In generale, emerge l’idea che la pressione russa possa compromettere la sicurezza dell’intero continente. La postura dell’amministrazione Trump appare in linea con queste conclusioni dell’intelligence. Un esempio sono le parole recenti di Steve Witkoff. L’inviato speciale, dopo aver incontrato il leader russo Vladimir Putin, ha spiegato che la Russia non ha intenzione di conquistare l’Europa. Il punto è che la strategia russa, delineata da Putin a Monaco nel 2007, è quella di destabilizzare l’Europa centrale e orientale e disgregare la Nato spezzando l’asse transatlantico. Creare l’idea dei carri armati russi su Berlino non fa che rafforzare l’immagine di Mosca, che per giunta non sembra averne le capacità militari.
Il rapporto evidenzia che la Cina rappresenta la minaccia più complessa e articolata nei confronti degli interessi degli Stati Uniti. Il Partito comunista cinese, guidato da Xi Jinping, persegue il “grande rinascimento” nazionale con l’obiettivo di ampliare la propria influenza globale. Per farlo, Pechino sta potenziando sia le proprie capacità militari – con modernizzazioni nel campo navale, missilistico e cibernetico – che quelle economiche e tecnologiche, puntando a controllare catene di approvvigionamento strategiche e a esercitare pressioni economiche sugli avversari. In aggiunta, la Cina utilizza campagne di influenza e operazioni informatiche per indebolire la leadership occidentale e proiettare potere nella regione del Pacifico e oltre.

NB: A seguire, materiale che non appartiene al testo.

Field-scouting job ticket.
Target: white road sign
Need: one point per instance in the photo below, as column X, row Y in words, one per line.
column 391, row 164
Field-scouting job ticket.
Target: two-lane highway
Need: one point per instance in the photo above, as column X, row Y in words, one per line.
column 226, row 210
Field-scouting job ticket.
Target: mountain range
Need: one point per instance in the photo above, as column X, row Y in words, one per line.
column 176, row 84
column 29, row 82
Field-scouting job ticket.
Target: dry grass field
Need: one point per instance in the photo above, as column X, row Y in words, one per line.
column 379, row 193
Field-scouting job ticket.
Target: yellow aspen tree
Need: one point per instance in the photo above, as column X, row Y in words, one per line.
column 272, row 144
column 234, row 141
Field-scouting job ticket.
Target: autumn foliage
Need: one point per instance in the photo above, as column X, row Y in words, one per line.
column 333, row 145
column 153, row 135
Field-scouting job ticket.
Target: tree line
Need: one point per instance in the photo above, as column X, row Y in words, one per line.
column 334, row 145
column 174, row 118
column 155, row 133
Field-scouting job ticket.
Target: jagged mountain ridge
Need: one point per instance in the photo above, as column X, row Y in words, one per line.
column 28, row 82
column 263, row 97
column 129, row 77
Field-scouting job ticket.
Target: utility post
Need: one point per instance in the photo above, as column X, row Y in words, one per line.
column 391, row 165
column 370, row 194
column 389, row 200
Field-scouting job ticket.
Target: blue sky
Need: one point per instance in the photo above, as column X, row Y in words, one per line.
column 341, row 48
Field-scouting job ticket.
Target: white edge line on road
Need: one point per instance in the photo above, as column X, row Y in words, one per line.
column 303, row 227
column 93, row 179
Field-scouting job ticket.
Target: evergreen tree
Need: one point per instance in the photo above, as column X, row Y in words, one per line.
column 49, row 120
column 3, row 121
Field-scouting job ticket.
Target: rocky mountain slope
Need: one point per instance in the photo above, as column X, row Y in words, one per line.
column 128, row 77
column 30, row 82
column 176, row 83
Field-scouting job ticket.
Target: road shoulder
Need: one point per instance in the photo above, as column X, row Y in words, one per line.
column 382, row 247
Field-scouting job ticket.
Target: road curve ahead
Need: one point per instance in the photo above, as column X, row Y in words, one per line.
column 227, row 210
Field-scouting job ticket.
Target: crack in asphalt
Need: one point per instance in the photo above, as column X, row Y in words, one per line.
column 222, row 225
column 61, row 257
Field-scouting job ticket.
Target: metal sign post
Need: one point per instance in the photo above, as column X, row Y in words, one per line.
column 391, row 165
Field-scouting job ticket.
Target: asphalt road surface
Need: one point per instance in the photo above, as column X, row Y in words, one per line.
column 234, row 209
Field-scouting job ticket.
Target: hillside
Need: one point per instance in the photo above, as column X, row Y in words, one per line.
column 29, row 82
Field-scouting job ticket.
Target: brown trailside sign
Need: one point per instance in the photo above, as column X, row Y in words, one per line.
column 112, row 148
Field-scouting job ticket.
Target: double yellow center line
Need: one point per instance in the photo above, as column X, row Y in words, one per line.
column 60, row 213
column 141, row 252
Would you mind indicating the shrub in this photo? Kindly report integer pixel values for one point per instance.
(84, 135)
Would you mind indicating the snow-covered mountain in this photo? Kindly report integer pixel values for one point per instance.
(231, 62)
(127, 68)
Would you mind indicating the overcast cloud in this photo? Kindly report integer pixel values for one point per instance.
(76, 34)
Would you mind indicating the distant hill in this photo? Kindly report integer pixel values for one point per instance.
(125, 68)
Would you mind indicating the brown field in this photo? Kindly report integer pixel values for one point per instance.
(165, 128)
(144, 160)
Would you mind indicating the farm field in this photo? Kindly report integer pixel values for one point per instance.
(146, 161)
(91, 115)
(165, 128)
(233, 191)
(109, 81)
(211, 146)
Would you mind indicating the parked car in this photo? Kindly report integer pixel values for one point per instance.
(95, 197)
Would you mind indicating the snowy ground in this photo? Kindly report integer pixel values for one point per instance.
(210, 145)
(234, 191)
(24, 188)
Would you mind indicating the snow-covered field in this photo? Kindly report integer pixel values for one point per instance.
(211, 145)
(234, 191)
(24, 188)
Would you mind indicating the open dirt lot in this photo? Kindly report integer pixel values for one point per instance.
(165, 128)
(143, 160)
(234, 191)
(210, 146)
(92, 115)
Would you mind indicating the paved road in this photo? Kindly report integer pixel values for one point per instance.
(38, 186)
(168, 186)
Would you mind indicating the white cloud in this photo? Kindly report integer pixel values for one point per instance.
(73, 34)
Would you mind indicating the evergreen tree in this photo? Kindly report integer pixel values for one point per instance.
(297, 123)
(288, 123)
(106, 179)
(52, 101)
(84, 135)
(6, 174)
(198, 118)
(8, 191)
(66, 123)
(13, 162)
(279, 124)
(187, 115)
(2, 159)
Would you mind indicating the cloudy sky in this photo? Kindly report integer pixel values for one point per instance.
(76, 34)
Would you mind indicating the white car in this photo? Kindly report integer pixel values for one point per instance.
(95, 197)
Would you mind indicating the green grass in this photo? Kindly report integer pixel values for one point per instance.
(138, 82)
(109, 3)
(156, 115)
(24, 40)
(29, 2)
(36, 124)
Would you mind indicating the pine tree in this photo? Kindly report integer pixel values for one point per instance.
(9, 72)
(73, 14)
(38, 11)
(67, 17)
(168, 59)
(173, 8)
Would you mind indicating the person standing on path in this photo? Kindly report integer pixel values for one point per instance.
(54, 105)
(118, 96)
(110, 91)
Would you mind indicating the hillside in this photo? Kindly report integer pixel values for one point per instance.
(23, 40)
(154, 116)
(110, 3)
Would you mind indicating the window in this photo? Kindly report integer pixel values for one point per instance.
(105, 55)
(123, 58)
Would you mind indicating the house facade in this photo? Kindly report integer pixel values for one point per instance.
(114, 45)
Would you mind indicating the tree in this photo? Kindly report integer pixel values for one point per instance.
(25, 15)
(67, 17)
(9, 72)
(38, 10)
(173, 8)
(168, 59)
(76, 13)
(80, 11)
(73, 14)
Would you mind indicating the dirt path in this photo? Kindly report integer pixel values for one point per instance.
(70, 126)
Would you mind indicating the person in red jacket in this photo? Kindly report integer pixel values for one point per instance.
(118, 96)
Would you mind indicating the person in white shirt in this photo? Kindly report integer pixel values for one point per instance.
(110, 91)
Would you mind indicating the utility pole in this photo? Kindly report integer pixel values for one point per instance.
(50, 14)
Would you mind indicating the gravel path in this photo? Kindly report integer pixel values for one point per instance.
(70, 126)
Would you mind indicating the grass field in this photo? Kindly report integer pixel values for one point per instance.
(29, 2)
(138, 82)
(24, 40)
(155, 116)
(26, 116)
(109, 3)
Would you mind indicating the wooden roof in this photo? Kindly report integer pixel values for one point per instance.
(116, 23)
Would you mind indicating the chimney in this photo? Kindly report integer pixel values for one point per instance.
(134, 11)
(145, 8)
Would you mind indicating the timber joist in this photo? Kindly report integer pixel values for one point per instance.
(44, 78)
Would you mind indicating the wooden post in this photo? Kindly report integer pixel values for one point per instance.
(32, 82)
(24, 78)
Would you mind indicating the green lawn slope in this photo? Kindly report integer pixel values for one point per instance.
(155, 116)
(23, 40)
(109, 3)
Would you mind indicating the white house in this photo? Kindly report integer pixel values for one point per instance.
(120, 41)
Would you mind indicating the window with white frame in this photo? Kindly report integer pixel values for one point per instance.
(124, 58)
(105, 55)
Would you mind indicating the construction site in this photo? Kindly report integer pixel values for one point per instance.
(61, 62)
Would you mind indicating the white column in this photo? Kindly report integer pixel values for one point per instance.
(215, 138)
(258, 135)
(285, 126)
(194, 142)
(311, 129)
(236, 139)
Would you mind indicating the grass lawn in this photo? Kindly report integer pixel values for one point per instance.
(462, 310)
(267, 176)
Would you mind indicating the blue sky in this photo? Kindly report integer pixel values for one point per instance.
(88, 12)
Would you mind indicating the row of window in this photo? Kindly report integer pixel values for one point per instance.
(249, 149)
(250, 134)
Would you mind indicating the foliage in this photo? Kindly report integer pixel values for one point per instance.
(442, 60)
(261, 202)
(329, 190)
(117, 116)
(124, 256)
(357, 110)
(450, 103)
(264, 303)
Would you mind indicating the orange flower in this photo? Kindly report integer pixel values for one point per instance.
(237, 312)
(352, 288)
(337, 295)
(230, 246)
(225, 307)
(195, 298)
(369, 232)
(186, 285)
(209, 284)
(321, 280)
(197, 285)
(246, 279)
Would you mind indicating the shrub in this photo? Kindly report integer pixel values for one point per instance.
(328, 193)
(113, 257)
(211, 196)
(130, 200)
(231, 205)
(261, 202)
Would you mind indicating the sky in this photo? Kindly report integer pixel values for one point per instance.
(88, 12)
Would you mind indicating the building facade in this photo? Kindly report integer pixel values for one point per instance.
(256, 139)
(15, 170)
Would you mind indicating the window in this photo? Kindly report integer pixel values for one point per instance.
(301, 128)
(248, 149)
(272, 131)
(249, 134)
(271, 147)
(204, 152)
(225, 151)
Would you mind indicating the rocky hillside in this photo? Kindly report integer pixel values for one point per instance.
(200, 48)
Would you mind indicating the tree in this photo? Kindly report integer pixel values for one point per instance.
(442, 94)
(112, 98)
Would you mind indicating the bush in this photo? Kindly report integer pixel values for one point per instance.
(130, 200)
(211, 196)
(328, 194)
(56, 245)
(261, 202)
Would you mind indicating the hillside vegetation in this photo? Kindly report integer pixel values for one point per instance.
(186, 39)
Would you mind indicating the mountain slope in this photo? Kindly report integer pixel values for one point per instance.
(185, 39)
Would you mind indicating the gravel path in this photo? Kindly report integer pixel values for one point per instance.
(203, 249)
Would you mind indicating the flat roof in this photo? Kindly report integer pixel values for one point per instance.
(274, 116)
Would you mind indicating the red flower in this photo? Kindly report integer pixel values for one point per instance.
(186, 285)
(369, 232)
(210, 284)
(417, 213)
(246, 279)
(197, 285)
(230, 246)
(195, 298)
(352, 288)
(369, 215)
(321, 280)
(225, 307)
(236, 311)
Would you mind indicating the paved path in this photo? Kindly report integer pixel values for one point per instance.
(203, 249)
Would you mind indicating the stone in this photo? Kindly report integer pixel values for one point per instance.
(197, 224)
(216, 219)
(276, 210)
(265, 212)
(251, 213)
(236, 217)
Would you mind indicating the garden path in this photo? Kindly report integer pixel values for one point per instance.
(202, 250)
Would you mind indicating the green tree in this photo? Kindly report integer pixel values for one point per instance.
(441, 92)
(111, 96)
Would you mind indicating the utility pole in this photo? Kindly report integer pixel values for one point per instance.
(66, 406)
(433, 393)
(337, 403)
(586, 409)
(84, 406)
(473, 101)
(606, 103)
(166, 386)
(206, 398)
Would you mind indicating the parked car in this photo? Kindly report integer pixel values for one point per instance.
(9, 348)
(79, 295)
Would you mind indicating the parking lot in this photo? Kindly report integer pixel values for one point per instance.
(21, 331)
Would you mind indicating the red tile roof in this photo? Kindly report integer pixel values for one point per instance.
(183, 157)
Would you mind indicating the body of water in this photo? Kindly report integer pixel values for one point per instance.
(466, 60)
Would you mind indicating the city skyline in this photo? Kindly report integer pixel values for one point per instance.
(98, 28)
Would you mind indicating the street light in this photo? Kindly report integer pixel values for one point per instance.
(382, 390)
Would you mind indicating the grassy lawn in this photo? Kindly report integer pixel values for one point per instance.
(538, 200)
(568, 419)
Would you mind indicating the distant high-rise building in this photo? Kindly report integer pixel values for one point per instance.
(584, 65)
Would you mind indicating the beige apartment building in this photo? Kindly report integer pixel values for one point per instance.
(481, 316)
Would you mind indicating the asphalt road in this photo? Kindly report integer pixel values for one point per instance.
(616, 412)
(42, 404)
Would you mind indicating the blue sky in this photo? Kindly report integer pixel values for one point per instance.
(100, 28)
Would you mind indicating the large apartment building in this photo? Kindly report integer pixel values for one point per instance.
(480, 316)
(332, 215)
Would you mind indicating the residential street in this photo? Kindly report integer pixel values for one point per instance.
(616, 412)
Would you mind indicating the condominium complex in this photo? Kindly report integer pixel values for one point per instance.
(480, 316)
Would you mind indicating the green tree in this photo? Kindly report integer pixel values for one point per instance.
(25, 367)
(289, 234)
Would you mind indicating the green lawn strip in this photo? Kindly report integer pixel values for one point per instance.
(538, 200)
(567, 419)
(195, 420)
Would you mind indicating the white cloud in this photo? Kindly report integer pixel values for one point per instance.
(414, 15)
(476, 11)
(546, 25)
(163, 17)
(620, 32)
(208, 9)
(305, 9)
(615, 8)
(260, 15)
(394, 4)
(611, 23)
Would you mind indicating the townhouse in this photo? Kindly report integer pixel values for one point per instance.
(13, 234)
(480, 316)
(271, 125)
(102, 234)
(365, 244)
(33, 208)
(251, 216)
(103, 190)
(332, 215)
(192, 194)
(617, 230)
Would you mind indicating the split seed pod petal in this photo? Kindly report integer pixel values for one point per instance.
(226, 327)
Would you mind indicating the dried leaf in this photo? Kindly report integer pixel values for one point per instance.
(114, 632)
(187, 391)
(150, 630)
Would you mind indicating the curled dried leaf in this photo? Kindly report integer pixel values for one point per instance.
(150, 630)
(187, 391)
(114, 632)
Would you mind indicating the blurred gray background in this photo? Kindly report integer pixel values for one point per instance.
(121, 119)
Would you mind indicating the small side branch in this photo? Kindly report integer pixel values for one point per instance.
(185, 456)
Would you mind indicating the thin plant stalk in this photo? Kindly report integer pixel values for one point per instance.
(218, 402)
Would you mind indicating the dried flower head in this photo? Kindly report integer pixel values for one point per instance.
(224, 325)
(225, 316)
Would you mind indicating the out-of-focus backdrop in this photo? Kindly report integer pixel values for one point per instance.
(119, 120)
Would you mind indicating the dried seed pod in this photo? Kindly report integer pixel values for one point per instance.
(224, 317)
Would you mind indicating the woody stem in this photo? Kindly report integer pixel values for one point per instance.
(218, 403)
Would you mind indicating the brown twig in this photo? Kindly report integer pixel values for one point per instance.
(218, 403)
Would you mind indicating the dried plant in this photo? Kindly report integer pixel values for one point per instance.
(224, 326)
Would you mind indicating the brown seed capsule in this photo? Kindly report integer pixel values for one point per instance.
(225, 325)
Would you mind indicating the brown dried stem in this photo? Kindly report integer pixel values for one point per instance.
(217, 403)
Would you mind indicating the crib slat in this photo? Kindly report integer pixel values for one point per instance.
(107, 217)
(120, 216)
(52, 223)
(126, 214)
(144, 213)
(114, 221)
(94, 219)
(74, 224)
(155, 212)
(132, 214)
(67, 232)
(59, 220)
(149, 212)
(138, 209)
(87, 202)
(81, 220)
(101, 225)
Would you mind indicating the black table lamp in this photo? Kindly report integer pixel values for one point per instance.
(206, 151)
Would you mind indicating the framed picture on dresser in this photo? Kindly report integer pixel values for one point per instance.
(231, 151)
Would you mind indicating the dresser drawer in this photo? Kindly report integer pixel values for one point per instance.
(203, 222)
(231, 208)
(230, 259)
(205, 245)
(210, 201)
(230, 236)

Il rapporto conferma che, nonostante le crescenti pressioni regionali e le difficoltà economiche interne, l’Iran non sta procedendo nello sviluppo di armi nucleari. Il regime mantiene una linea che, pur lasciando aperta la possibilità di riconsiderare in futuro le proprie capacità nucleari, al momento non intende varcare quel confine. Al contrario, l’Iran continua a investire in altre aree, come il potenziamento delle capacità missilistiche e la ricerca di strumenti di dissuasione attraverso armi convenzionali, chimiche e biologiche.
Il documento dedica poi ampia attenzione anche agli attori non statali – dai gruppi terroristici transnazionali, che includono organizzazioni come Isis e al-Qa‘ida, ai cartelli della droga – che rappresentano una minaccia diretta alla sicurezza interna degli Stati Uniti. Questi gruppi, sfruttando canali di traffico illeciti e operazioni cibernetiche, mettono in luce una dimensione del conflitto che non è limitata ai tradizionali confronti statali. Infine, il rapporto osserva una crescente cooperazione tra Paesi avversari come Cina, Russia, Iran e Corea del Nord. Questa alleanza, anche se non omogenea, rafforza le capacità di pressione contro gli Stati Uniti, aumentando il rischio che una crisi in un’area possa innescare reazioni a catena in altre.